[Fsf-friends] Openoffice rollout picks up pace in India

Frederick Noronha (FN) fred@antispam.org
Tue Nov 22 11:37:54 IST 2005


Openoffice rollout picks up pace in India
Ingrid Marson,  ZDNet (UK), 
November 18, 2005

The indian government plans to distribute CDs containing Firefox and
OpenOffice in all Indian languages in an ambitious project to promote
open source. 

Open source groups are helping the Indian government meet its target of
creating open source CDs in all official Indian languages by February

The open source applications included on the CDs, such as the Firefox
browser and the OpenOffice.org productivity suite, have already been
translated into five Indian languages  Tamil, Hindi, Telugu, Punjabi
and Urdu. But there are still 17 languages left to be translated in just
three months. 

The localised open source applications will also be available on PCs
soon, after the Indian government struck a deal with a number of PC
vendors to pre-install the software on computers sold in the country.
The Indian government is trying to encourage the use of computers across
the country by distributing free CDs that contain localised versions of
popular open source applications.

R.K.V.S. Raman, a researcher at the Centre for Development of Advanced
Computing, an organisation involved in the production of the CD, said on
Tuesday that the success of the Tamil and Hindi language CDs has
encouraged open source groups across India to get involved. 

"Since the launch of the Tamil and Hindi CDs, a large number of open
source groups have an expressed interest in contributing to CDs," said

Before the government started this initiative, many open source groups
were reluctant to work with the government as they were unsure of its
policy around open source, according to Raman.

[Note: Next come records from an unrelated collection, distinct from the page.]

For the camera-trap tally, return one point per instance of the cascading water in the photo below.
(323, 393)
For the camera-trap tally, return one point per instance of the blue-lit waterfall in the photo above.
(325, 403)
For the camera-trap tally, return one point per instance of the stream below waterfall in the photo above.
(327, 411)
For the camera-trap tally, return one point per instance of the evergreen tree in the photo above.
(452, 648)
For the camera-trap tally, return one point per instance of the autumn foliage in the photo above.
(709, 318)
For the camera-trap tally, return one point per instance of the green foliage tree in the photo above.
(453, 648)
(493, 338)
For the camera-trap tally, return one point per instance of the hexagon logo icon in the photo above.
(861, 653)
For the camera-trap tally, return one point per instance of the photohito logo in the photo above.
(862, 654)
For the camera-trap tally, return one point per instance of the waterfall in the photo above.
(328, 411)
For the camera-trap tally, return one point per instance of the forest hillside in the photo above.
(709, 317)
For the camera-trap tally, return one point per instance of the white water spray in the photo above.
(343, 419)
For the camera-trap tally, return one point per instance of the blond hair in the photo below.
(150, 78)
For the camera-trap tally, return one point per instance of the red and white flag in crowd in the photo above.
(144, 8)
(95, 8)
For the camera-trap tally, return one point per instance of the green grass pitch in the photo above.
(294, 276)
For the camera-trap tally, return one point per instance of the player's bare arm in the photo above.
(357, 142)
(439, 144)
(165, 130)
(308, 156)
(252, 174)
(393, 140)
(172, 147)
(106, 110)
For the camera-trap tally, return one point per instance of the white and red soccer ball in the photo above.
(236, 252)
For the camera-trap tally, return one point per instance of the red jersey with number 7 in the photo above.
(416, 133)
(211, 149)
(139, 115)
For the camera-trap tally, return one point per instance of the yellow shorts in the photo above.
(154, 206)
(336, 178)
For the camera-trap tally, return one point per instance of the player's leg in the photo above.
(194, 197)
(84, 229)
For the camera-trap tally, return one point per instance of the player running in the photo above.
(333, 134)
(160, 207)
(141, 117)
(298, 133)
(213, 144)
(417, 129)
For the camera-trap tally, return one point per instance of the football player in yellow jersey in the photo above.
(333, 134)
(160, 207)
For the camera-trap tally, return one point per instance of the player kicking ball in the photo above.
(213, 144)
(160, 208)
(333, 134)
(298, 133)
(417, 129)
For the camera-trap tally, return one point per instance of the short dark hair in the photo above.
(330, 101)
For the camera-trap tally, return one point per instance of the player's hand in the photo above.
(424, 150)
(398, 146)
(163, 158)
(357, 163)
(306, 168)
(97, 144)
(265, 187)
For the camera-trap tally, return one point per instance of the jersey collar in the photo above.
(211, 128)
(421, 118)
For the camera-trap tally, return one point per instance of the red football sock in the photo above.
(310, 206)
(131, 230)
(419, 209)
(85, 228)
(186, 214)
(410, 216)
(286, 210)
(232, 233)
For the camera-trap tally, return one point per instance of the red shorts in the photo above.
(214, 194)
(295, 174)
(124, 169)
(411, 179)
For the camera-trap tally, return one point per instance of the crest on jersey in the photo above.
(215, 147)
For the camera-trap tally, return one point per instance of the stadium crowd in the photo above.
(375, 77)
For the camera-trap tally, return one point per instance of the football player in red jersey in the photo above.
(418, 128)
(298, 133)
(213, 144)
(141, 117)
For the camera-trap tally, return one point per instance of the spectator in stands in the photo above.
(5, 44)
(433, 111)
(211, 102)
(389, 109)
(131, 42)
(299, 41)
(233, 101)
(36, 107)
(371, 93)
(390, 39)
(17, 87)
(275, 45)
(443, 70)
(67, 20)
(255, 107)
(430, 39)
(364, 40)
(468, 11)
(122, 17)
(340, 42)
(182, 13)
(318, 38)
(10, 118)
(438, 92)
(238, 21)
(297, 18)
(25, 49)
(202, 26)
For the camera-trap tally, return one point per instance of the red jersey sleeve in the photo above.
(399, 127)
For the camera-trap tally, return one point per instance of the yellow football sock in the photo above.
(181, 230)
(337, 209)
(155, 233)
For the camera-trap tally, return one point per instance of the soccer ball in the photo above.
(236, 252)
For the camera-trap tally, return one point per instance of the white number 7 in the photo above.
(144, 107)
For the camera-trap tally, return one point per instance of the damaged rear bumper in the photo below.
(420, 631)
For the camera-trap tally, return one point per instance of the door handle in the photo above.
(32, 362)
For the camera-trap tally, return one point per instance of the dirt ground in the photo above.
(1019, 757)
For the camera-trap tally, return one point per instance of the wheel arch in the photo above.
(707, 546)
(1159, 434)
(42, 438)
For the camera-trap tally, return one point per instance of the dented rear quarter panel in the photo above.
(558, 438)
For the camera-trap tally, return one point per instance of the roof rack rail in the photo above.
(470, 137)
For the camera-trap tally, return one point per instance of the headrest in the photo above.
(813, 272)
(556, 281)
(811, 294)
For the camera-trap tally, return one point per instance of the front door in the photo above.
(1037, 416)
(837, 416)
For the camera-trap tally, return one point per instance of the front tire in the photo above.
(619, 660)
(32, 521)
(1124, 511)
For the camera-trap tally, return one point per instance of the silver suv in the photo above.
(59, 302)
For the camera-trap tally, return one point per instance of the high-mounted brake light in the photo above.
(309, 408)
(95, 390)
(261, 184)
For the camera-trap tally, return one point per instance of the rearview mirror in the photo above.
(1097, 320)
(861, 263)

But the success of this
initiative has roused the local open source community, who are now
voluntarily carrying out large parts of the work, he said. 

For example, a Linux user group, known as Punlinux, worked on
translating the open source applications into Punjabi, and the Telugu
translation work was done in collaboration with the Free Software
Foundation India, according to Raman. 

The Telugu CD was launched at the end of October by the chief minister
of Andhra Pradesh, a state in south-eastern India where Telugu is the
official language. The Punjabi and Urdu CDs are ready for release and
will be officially launched in December or January by the Prime Minister
of India, Manmohan Singh.

The Hindi and Tamil CDs, which have been available since early summer,
have already been sent out to around 400,000 people. The organisation
initially planned to distribute around 3.5 million copies of each CD,
but it claims that demand for the CD has been less than expected as
people are often sharing the CD or downloading the software instead. 

"If one person gets the CD, the whole community or [company] department
gets the CD," said Raman. "There are so many channels that people can it
from the Internet, their friends, from magazines -- that we don't know
how many people have access to it."

Although the Indian government has funded this open source initiative,
overall it has a neutral policy to open source, according to a recent
ZDNet UK article looking at open source in the Indian government.